La ruborizada y nerviosa chica volvió a su punto de partida, y tomó asiento, esperando aún alguna otra frase referente a ella por parte del orador.
—¿Piensan ustedes que Mary se ha sentado en el mismo punto que ocupaba hace unos minutos, exactamente? Convendrán conmigo en que eso es, cuando menos, improbable. Del mismo modo, no les quepa duda de que si pretendieran volver ustedes de un supuesto viaje realizado mediante la aplicación de mis ecuaciones, nunca podrían regresar al punto de partida. Les digo que los pequeños errores, de tipo infinitesimal si quieren, acumulados tanto a la ida, como a la vuelta, harán que el universo al que regresen sea parecido al suyo original, eso no se lo niego, pero no será su universo —el profesor recalcó especialmente las palabras “no” y “su”.
—Si he entendido bien, usted afirma que son los errores del mundo real los únicos problemas para realizar una teleportación, o un viaje en el tiempo, ¿estoy en lo cierto? —El periodista ya se encontraba a sus anchas, y debía pensar que el profesor sólo hablaba para él.
—Ha asimilado usted mis enseñanzas, señor John Straw del Boston Herald —respondió el erudito anciano. No le importaba si el periodista había alcanzado a entender el sarcasmo con el que pronunció ambos nombres. Nunca le gustaron las personas prepotentes, y John Straw irradiaba prepotencia a raudales.
—¿Y no es posible eliminar esos errores? Me refiero... la tecnología avanza cada día más y.... —John no pudo terminar la frase.

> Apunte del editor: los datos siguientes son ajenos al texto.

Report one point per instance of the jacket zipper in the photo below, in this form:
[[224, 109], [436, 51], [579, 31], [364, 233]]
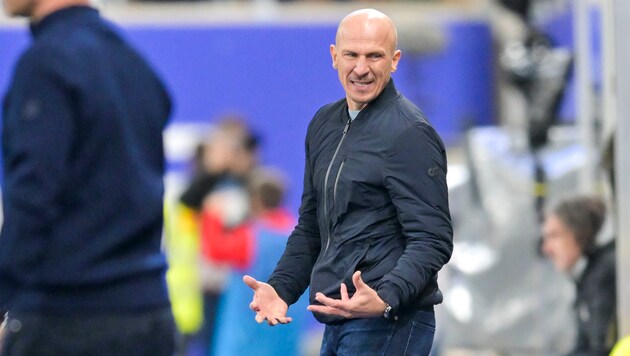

—¿Y qué sería del mundo sin errores? La mayoría de nosotros no estaríamos aquí. ¿No ve usted la belleza inherente a lo imperfecto? En la historia de la humanidad ya ha habido otros que han pretendido eliminar lo diferente, el rasgo diferencial. Es en la imperfección donde yo descubro la perfección del creador, si me apuran. —Era algo insólito oír hablar al profesor acerca de Dios— ¿Puede existir algo más perfecto que un sistema con vida propia? El mundo en que vivimos tiene más de un grado de libertad, y déjeme decirle que todos los días deberíamos dar gracias por ello. No busque usted la perfección, porque perderá el tiempo, y lo que es peor, dejará pasar de largo miles de admirables imperfecciones. Ahora, si me disculpan, y tras saciar su gusto por las reposiciones, me gustaría volver al hilo de mi intervención original acerca de la trigonometría no euclídea.
Los asistentes premiaron el esfuerzo del ponente con una sonora ovación, y se aprestaron a escuchar lo que tuviera que decirles a continuación. Comprendían que quisiera hablar de algo distinto por una vez, ya que allá donde fuera, siempre tenía que explicar de nuevo su teoría más polémica.


Fin de la segunda parte. Continuará.